Shamil Tarpischev: ''Nobody knows the outcome of their check''
America does nothing but keeps manipulating WADA's decisions, including through head of the American anti-doping agency (USADA) Travis Tygart. He so often expresses his opinion about the activity of the Russian laboratory, holding competitions in Russia and its participation at the Olympics that he could become a candidate for the post of RUSADA's press attaché a long time ago. As this hasn't happened yet, we turned to the IOC Executive Committee member Shamil Tarpischev for a comment.

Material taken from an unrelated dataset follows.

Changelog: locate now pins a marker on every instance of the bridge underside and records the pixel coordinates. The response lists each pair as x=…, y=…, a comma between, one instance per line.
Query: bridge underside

''It's great that RUSADA has been reinstated. This brings us back to the number of leading sports powers that can independently control anti-doping processes. Plus, it noticeably cheapens checks. But RUSADA has been reinstated with a condition that we will meet a series of obligations. Previously, the list of complaints about us included a fact that we didn't give previous doping test samples back. Now we've decided to do it, which allowed to reinstate RUSADA. But nobody knows the outcome of their check. In this case, even the option when we will compete with no fresh doping sample can not help. And the situation in the future might be even worse than that before the 2016 Rio or 2018 PyeongChang Olympics. As opponents of the reinstatement of Russia as one of the full-fledged sports powers don't even need to make up anything new, as the trail of complaints on previous cases is left. Though, from a perspective of not sports but big politics, it's not an attack on sport but the country in general. I remember a fact when Spain didn't give previous doping test samples, and this didn't have any consequences.''
The situation in athletics remains the main problem for us before the 2020 Tokyo Olympics. The IAAF still has complaints about it. While it's a huge loss for the national team that won't be able to compete in 45 sports disciplines, Tarpischev concluded.
''It's manageable chaos,'' Serdinov concludes. ''Any country can be 'stopped' and shut by the same scenario that's used in the situation around Russia by disqualifying from the Olympics. I will put an example of an American doctor who took part in doping schemes by selling banned substances. He believed that current sport around the world can't be taken back to the state when one could do without doping. ''You will never change athletics and weightlifting, swimming.'' It's what he said. It's a huge business. By estimates, the annual turnover of narcotics is $70bn. The annual turnover of banned substances with anabolic action is about $50bn. How is it possible to destroy this?
Meanwhile, I talk with my colleagues, they say to me that the substances WADA accuses of taking don't even ''put high'', this doesn't work. In case of Russia, there was a certain reason, whose victims are athletes, to influence some political processes through it. And my forecast, as I go into all this by talking with other athletes, is that Russia will watch the Olympics in Tokyo on TV.